With the change of season, I start to bore of some of the previous season's meals. Here are a few I aim to practice getting into winter,

Spaghetti Carbonara - 
Yes, I will likely make this with a little pork (treating it like a delicacy)


Potato Gnocchi


Fig Cookies - This is a serious project, plan to make the cookie dough and filling one day, then possibly freeze portions and then back as needed. 

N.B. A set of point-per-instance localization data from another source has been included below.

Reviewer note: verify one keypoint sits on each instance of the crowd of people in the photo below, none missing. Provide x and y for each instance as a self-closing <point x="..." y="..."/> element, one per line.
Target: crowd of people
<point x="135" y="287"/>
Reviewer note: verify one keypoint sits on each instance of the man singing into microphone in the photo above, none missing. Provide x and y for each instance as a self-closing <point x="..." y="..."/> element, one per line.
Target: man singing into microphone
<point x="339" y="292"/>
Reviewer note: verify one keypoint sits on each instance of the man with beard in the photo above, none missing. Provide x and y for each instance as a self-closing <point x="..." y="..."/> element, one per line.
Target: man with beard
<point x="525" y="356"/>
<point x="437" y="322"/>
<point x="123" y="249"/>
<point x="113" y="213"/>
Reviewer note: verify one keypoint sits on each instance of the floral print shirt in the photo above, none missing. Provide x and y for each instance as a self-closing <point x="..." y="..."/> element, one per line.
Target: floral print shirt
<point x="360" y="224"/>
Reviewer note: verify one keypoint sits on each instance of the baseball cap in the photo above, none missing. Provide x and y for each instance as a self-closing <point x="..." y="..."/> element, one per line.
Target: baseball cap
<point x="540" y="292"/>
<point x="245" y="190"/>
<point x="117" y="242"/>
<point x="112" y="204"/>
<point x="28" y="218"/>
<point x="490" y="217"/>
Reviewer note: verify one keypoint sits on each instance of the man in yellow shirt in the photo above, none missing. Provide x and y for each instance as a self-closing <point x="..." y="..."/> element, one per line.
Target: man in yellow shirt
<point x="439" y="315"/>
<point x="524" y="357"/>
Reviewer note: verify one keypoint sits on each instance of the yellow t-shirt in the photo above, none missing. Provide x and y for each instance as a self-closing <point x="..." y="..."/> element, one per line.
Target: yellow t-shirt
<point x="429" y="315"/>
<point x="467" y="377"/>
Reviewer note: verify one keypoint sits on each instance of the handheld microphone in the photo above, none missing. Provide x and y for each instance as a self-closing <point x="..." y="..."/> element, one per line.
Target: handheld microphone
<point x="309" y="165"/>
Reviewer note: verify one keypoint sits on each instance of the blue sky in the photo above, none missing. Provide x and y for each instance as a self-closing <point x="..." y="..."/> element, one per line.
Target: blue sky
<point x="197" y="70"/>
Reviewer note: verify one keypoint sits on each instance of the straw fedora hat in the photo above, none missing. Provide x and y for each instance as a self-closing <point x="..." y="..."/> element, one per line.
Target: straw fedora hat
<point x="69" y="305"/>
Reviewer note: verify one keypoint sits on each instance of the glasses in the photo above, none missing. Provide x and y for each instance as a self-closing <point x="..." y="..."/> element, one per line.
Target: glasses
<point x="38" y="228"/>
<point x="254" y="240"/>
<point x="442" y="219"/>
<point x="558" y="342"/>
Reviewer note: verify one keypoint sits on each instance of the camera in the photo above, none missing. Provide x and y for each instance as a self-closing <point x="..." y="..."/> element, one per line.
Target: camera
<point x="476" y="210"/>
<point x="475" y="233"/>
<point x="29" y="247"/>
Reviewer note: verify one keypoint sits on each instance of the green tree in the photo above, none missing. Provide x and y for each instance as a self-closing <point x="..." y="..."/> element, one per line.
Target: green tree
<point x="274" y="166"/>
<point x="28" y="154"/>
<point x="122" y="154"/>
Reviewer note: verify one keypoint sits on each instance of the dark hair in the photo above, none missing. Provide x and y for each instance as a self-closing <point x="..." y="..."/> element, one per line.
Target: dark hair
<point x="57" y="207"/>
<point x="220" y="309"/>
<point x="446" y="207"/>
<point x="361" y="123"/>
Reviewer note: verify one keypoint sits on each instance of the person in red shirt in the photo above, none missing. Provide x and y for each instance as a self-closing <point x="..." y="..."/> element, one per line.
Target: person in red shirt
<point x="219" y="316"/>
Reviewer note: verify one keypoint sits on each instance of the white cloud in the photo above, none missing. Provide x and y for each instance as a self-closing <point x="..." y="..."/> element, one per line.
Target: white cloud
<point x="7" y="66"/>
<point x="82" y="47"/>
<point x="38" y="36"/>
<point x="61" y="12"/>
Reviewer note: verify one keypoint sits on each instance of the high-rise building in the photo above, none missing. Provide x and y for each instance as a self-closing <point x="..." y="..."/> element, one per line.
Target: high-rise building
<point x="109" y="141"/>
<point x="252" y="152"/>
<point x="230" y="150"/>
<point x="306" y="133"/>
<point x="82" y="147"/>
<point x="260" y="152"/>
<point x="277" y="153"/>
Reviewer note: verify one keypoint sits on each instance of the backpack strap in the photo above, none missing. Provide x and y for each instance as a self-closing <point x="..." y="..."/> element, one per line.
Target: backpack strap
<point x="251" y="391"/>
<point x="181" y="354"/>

Dolci di Natale (Cucciddata) Taken from Grandma Lee 12.13.12
DOUGH
4 lbs Flour (Swan Dawn cake flour in red box, 2 lbs each)
1 ½ lbs Crisco Shortening
10 teaspoons of baking powder
4 egg yolks
4 oz. vanilla
4 small glasses of whiskey (2 glasses juice size)
1 lb sugar
The night before mix flour and Crisco, put mixture in a bowl, cover with dish towel.
The next day add to this all other ingredients and make the dough using water from melted ice. (Leave ice out the night before)
Work dough, and then take a little piece of the dough at a time, make a patty, put on top of it some fig mixture, cover with the edges, turn over, make a design with a small pocket knife, and place it on an ungreased baking dish. Bake at about 375 degrees until done. (when golden)
After baking place on tablecloth to cool.
FILLING
3 lbs dry figs grounded
1 ½ lb almonds (cut in very small pieces)
1 ½ lb walnuts (cut in very small pieces)
2 bars of milk chocolate grated (1/2lb each, no nuts)
Honey to taste
1 orange peel grated
1 teaspoon of cinnamon
The night before mix all the ingredients, cover, and let sit over night
ICING
Mix some confectioner’s sugar with a few drops of water and lemon, stirring a few minutes
Spread on top of dolci when they are cold.